Q: So Floored was a logical place for you to work.
Daniel: Apparently investment banking made more sense. And then management consulting. After three years of Excel, Dave (Eisenberg, Floored's co-founder and CEO) called me. At the time, the company only had a few employees and he was handling everything not related to software development on his own. He was looking for help and I also had a (diminishing) technical background; it’s hard to say who tricked whom into coming to Floored.
I started out taking a horizontal slice of Dave’s work -- a bit of sales, a bit of recruiting; the list goes on -- but the role quickly turned into a project-based one. As a start-up, there are so many pain points, so I’d go off to explore solutions before we were able to find more capable people. Today, I spend most of my time thinking about our product offerings.
Q: So you’re pretty much like this guy?
Daniel: Left or the right?
Q: Moving on. Michael, what’s your deal? Word on the street is that you’re Daniel’s brother -- do you deny it?
Michael: No, it’s true. I’m an undergrad in comp sci and economics. I’m interning on the product management team this summer, but somehow got roped into also prototyping the ideas we want to try.
Q: So did you just want to work here to bond with your brother?
Michael: No, what interested me about Floored is… let’s put it this way: I play a lot of games, and this is a way to do game stuff but with a serious purpose. I’ve got an abiding interest in 3D graphics and 3D visualization. For me working at Floored is an excuse to do cool work that doesn’t just allow teens to kill each other virtually. Plus I get to work with the Oculus, which is awesome.
Q: Daniel, I never really asked, what got you interested in Floored when Dave called you up?
Daniel: To be honest, my initial reaction was ‘why do even people care about 3D’? As a non-gamer, I certainly didn’t. But as I thought about it, I realized that if you make 3D content as accessible as 2D (photography, for example), there’s just no way 3D would not be just as if not more important than 2D media. It’s very hard to disagree with this (possibly trivial) statement, so we have a clear mission, but we’re not exactly sure how we’ll get there yet. That’s exciting.
Michael: It’s an interesting time, because we may already have half of the equation. We have an idea for how we’ll consume 3D content, with headsets like Oculus and Morpheus. We know what unique experiences that will bring. But we’re not nearly as far along producing 3D content in an ultra low-cost way.
VR is truly unlike any other medium we’ve experienced because for the first time, we have a natively 3D experience. Viewing 3D on a flat screen doesn’t even come close; in fact, VR is so convincing that it hijacks your sensory system into acting in accordance with a completely fabricated world. [Michael] Abrash talks about this idea of presence.

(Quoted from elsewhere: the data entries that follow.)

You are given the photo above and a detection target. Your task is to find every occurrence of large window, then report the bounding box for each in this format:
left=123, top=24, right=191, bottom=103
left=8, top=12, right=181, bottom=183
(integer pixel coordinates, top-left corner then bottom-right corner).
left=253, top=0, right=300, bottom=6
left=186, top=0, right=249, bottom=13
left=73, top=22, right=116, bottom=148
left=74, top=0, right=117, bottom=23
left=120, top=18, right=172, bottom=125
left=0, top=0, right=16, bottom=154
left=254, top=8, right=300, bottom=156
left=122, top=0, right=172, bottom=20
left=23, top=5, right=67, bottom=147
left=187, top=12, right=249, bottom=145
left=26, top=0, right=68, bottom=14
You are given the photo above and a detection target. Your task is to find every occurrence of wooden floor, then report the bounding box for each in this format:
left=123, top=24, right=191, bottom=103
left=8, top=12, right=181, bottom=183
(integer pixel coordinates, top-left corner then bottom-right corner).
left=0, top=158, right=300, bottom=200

Michael: The idea is if the latency is low enough and refresh rate is high enough, you forget that you’re standing in a room wearing a headset. For example, if you’re using the Oculus and there’s a low overhang, you’ll instinctively duck. That’s incredible. It’s not just the same content packaged in a different way, it’s genuinely a new medium that offers a set of experiences that we’ve never had.
Q: Wow, that’s is amazing. Anything else you guys would like to add before we wrap this up? Any good childhood stories?
Daniel: Well, there’s the hamster story… might not be appropriate here. Suffice it to say that at an early age, we learned a lot about birth, murder, adultery, incest, and death.
Michael: So much death. It wasn’t our fault though.